A few decades ago, car odometers were designed to roll over to zero after 99,999 miles because it was rare for cars to last that long. But today cars come with a warranty for 100,000 miles because it is rare for cars to not last that long. This massive reliability improvement has come about despite the significantly higher complexity of modern cars. Cars have followed the arc of many engineering artifacts, where human ingenuity brought them to their initial working form and then robust engineering techniques made them work well.
The computer hardware and software domains have also invested heavily in robust engineering techniques to improve reliability. For hardware, there is an entire industry for electronic design and automation (EDA) tools that help engineers design hardware and provide confidence that the designs are correct before devices are fabricated. Similarly, the software industry has adopted techniques such as unit testing, symbolic analysis, and continuous integration (CI) that help engineers write correct software. In both these domains, investments into correctness were essential to continue to viably engineer increasingly complex systems.
Networking is a reliability laggard
One domain where reliability improvements have lagged is computer networking, where outages and security breaches that disrupt millions of users and critical services are all too common. While there are many underlying causes for these incidents, studies have consistently shown that the vast majority are caused by errors in the configuration of network devices. Yet engineers continue to manually reason about the correctness of network configurations.
The increased use of automation to push changes to devices is a positive trend. But while automation can prevent “fat fingering”, it does not guarantee correctness. In fact, it increases the risk that the entire network will be knocked out quickly by a single, incorrect change. The faster the car, the greater the danger of a serious collision.
It is high time that networking adopted more reliable engineering practices. While the original Internet was an academic curiosity, today’s networks are too critical for businesses and society, and also too complex—they span the globe and connect billions of endpoints—-for their correctness to be left (solely) to human reasoning.
The lack of guarantees for correctness not only increases the risk of outages and breaches but also hurts agility. When engineers are afraid of breaking the network, they cannot update it as quickly as applications and business require. We must get serious about network correctness.
Comprehensive and proactive analysis
We should aim for strong correctness guarantees. The strongest guarantees stem from verification, i.e., comprehensive analysis that can prove that the network will behave exactly as intended in all possible cases. The network will block all packets that it is supposed to block; it will carry all packets that it is supposed to carry, only along the intended paths; and it will continue to do so despite equipment failures.

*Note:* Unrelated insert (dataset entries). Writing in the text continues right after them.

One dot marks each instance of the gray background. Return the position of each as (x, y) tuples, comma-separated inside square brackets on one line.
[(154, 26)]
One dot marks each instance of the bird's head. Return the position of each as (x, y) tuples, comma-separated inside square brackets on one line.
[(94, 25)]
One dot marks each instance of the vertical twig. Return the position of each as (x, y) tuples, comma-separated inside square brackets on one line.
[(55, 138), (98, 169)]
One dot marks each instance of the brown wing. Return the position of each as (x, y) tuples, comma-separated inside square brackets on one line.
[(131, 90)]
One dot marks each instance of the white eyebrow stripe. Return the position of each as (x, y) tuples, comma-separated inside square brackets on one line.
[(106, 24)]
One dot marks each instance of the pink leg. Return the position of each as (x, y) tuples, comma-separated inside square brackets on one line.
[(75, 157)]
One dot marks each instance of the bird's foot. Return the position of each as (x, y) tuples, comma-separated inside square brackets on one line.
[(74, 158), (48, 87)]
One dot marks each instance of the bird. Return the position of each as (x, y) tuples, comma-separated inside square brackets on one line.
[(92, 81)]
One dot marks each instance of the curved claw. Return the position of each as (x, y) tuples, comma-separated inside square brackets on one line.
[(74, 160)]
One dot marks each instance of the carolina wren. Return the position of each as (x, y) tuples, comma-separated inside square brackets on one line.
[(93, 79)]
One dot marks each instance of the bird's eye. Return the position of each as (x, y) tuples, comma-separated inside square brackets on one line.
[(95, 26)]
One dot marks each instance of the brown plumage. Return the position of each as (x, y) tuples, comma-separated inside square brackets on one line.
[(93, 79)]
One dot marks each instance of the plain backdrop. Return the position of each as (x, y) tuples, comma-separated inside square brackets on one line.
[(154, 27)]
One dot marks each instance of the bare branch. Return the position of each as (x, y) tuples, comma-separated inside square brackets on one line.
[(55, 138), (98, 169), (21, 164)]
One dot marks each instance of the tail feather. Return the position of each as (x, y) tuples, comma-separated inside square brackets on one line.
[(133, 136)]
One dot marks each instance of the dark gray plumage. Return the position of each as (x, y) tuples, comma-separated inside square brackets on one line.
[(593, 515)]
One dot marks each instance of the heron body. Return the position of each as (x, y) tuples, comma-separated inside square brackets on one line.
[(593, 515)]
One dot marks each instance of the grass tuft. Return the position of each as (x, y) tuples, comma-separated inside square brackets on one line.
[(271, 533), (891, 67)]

This type of analysis is much more than traditional network validation techniques, such as emulation or grepping for specific configuration lines, which offer no correctness guarantees. In a future post, we will discuss different forms of network validation and their relative abilities.
In addition to being comprehensive, we should aim for being proactive, i.e., check for correctness before changing the network configuration. Comprehensive and proactive analysis can make configuration-related outages and security breaches a thing of the past. It can ensure at all times that access control lists (ACLs) are correct, sensitive resources are protected against all untrusted entities no matter what types of packets they send, and that critical services remain accessible even when failures occur.
Overcoming heterogeneity and large search spaces
Historically, rigorous correctness guarantees for networks have been considered out of reach, but the research community has recently developed promising techniques that overcome long standing obstacles. One obstacle is heterogeneity. There are many (physical and virtual) devices and vendors, each with their own configuration language, data format and default settings. To accurately model network behavior in the face of this diversity, researchers have adapted ideas from the programming languages community, such as parser generators and intermediate representations that are neutral to source languages.
The second obstacle is the vast space of possible cases that must be searched for bugs. There are more than 1 trillion possible TCP packets (given a 40-byte header) and a million possible two-link failure cases in a 1000-link network. To comprehensively and tractably search such large spaces, researchers have adapted ideas from hardware and software verification such as satisfiability (SAT) constraint solvers and binary decision diagrams (BDDs).
The progress in this sphere has moved well beyond theory, and the community has built tools such as Batfish that can guarantee correctness for real-world networks. Batfish is an open source tool originally developed by researchers at Microsoft, UCLA, and USC; engineers at Intentionet, Princeton, BBN Technologies, and other institutions have since made significant contributions to it. Based on network configurations (and optionally, other data such as routing tables) Batfish can flag any violation of intended security or reliability policy.
Today, Batfish is being used at several global organizations to proactively validate network configurations.
Combined with automation, Batfish enables a new paradigm for networking, one where every single change is proactively and comprehensively validated for correctness and only correct changes are deployed.
We now have the means to transform networks from engineering artifacts like older cars, which were not expected to last for 100,000 miles, to ones that we know will work far beyond traditional limits. So, let’s make networks work really well!